On Mon, Apr 6, 2026 at 2:29 PM Jeff King <peff@peff.net> wrote:
>
> On Mon, Apr 06, 2026 at 10:15:27AM -0700, Junio C Hamano wrote:
>
> > In any case, it is a bit surprising that fast-export survived this
> > long without having encountering the problem you are solving.  I
> > wonder if fast-import handles such an output with some smart to
> > avoid the issue?
>
> I think it has come up a few times, but we never actually applied a fix:
>
>   2015: https://lore.kernel.org/git/alpine.DEB.2.10.1508191532330.31851@buzzword-bingo.mit.edu/
>   2017: https://lore.kernel.org/git/1493079137-1838-1-git-send-email-miguel.torroja@gmail.com/
>   2023: https://lore.kernel.org/git/BBB169A5-0665-47C9-819B-6409A22AB699@lanl.gov/
>
> Looks like discussion got hung up on ordering other types of
> modifications, like renames (which can actually have cycles). But I
> don't see anything to contradict the view that putting deletions first
> solves real problems and would not harm anything. And the answer to "it
> hurts to fast-export with renames" is probably "don't do it".
>
> It's also possible that sorting should be the responsibility of the
> receiver. I.e., should fast-import see:
>
>   M 100644 :blob_label a/b
>   D a
>
> and figure it out?
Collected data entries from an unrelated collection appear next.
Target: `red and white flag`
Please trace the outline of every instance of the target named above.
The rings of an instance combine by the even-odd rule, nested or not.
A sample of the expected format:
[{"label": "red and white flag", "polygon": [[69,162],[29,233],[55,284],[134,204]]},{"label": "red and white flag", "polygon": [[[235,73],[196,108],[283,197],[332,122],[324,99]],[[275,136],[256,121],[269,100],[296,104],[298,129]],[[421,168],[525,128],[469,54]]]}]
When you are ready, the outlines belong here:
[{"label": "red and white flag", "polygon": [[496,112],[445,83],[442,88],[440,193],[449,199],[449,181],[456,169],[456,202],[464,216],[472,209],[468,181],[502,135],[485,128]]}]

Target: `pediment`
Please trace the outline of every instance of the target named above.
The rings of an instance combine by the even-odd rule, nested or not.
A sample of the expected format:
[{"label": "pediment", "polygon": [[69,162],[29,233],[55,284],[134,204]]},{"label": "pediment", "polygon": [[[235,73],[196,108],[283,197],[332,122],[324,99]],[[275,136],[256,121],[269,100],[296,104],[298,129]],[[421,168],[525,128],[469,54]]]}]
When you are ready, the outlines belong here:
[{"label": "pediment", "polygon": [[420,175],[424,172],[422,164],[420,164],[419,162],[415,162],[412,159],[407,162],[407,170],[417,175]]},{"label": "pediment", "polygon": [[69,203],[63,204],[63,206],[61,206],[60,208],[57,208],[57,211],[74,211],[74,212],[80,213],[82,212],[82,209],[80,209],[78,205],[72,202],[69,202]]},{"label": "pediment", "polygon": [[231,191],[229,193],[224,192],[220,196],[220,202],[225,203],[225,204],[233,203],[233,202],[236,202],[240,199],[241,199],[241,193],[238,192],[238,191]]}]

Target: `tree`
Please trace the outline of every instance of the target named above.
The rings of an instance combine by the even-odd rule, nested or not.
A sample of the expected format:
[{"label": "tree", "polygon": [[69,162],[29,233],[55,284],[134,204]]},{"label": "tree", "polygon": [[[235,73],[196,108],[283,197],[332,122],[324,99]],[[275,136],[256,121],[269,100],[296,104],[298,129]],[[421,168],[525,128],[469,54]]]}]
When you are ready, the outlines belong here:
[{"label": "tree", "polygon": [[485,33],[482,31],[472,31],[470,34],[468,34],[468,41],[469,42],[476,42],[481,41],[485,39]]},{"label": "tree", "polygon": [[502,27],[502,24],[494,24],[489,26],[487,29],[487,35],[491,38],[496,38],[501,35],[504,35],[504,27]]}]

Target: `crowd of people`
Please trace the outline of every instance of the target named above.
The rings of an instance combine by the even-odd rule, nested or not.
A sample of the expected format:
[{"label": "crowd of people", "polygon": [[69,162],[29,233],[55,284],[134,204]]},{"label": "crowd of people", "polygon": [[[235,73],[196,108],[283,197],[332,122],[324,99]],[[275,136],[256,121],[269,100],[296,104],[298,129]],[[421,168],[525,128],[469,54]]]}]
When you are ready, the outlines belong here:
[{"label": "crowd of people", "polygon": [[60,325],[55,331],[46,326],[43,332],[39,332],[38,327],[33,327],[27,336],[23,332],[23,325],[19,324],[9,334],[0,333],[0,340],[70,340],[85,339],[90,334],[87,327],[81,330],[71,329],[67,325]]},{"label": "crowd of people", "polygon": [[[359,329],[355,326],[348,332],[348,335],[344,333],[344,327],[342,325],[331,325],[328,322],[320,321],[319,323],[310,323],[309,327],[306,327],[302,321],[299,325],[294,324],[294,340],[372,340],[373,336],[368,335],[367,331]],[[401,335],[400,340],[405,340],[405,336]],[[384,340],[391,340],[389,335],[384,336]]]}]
Or maybe we want both (to help other consumers of
> fast-export, but also to help fast-import when consuming output of other
> sources).

Would re-ordering on fast-import's side introduce bugs or violate
user's assumptions?  Right now, fast-import has no check to prevent
more than one command for the same pathname being given, and has a
last-entry-wins ruling.  Thus filemodify PATH followed by filedelete
PATH gives different results than reversing the order.  Most probably
wouldn't care or want to ever do that, but I could see it as a way of
allowing you to change your mind in the stream and override an earlier
directive you sent.

Further, from this paragraph:
```
Zero or more `filemodify`, `filedelete`, `filecopy`, `filerename`,
`filedeleteall` and `notemodify` commands
may be included to update the contents of the branch prior to
creating the commit.  These commands may be supplied in any order.
However it is recommended that a `filedeleteall` command precede
all `filemodify`, `filecopy`, `filerename` and `notemodify` commands in
the same commit, as `filedeleteall` wipes the branch clean (see below).
```
the comment about ordering with `filedeleteall` does suggest that
ordering matters to fast-import and thus perhaps that we shouldn't be
messing with the order the stream-writer gave us.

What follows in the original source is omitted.